Capra’s paper “Understanding decision processes in guessing games: A protocol analysis approach” explores the use of think aloud protocols (TAP) as a method for gathering data about the thought processes that underlie experimental subjects’ decisions. Major concerns with TAP include the possibility that use of TAP will affect the distribution of choices or that TAP does not accurately reflect the actual thought processes being used. As a proof of concept, Capra gathers TAP within a guessing game (Nagel 1995). She finds that the distribution of choices with the TAP is virtually identical to the distribution in control treatments without any verbal protocol. Capra also shows that changes in content of the TAP predict changes in observed behavior across populations. This indicates that TAP captures important aspects of subjects’ underlying thought processes, rather than reflecting their desire to please the experimenter. TAP shows promise as a simple and inexpensive method for gaining insight about subjects’ thought processes.

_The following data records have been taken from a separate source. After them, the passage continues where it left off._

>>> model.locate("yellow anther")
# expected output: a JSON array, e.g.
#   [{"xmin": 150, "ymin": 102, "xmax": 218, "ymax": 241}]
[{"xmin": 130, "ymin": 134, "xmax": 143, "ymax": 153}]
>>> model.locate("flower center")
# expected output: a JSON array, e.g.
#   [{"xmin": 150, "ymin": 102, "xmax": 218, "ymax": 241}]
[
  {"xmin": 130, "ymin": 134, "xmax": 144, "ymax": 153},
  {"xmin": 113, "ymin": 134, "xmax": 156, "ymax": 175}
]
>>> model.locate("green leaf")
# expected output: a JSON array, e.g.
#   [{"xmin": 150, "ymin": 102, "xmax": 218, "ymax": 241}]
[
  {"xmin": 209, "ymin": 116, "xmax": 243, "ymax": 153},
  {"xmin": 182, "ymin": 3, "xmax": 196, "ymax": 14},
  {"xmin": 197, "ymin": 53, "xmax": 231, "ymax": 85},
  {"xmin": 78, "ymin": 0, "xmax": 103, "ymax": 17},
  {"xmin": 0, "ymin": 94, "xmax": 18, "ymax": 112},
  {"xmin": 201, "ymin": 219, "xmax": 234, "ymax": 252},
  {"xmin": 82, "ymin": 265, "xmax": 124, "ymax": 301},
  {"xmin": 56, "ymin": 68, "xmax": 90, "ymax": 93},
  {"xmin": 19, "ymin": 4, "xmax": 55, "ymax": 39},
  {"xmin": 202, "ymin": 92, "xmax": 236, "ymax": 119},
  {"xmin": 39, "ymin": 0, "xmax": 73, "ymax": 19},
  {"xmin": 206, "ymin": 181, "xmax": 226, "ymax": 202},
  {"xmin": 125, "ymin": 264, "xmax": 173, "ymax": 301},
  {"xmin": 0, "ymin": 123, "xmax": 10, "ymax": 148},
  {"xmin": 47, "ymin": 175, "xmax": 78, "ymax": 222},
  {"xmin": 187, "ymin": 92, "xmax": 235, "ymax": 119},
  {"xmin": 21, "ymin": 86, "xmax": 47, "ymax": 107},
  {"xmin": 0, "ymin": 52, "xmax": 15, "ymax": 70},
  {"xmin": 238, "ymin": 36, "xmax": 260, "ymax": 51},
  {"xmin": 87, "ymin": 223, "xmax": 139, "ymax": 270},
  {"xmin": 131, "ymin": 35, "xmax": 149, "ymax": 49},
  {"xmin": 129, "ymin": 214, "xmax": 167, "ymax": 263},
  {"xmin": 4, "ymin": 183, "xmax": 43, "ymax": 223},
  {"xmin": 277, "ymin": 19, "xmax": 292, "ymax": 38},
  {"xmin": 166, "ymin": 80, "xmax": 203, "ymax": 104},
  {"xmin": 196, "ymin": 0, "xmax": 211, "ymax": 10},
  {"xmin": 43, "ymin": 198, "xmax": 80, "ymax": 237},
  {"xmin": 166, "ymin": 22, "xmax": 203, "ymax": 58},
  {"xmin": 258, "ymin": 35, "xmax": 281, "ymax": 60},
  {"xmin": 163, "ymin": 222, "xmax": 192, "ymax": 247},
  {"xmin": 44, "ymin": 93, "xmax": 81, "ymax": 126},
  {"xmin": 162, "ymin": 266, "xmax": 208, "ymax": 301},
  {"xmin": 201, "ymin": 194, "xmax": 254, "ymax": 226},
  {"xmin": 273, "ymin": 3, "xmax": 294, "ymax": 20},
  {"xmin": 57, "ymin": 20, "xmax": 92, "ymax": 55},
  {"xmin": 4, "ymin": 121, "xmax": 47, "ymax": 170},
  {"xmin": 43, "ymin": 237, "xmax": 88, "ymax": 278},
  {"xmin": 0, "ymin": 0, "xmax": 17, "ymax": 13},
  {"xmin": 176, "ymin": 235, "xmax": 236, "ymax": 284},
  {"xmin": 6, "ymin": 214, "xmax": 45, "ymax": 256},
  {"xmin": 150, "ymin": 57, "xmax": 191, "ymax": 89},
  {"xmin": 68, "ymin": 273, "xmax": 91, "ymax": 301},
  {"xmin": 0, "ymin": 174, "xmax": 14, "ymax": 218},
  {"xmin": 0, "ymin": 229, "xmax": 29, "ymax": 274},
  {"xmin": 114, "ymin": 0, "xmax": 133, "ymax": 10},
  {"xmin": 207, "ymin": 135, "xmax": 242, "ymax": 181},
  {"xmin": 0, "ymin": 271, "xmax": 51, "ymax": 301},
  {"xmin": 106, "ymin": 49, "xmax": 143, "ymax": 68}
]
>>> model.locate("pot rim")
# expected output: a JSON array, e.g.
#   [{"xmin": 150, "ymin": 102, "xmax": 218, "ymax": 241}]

An important influence on many decisions is the emotional state of the decision-maker. The paper “MuCap: Connecting FaceReader™ to Z-Tree”, by Doyle and Schindler, introduces a software package, MuCap, that greatly facilitates the analysis of the emotional state of participants in an experiment. The software allows the synchronization of timing between Z-Tree (Fischbacher 2007), the most commonly used software platform for implementing economic experiments, and Noldus Facereader™ software. Noldus Facereader tracks facial expressions in nearly real time (up to 30 frames per second) on a video recorded during an experiment with a webcam. It then analyzes the emotions that the face expresses in each frame. This allows the measurement of emotional reactions to stimuli, as well as the emotional correlates of specific decisions. Before the development of MuCap, researchers had difficulties in synchronizing the timing between software that recorded decisions and programs that registered facial expressions. They had to resort to various ad hoc manual techniques to link Facereader and Z-tree output, and to laboriously edit out useless footage. This article explains the way that MuCap operates and describes how to employ it in an experiment.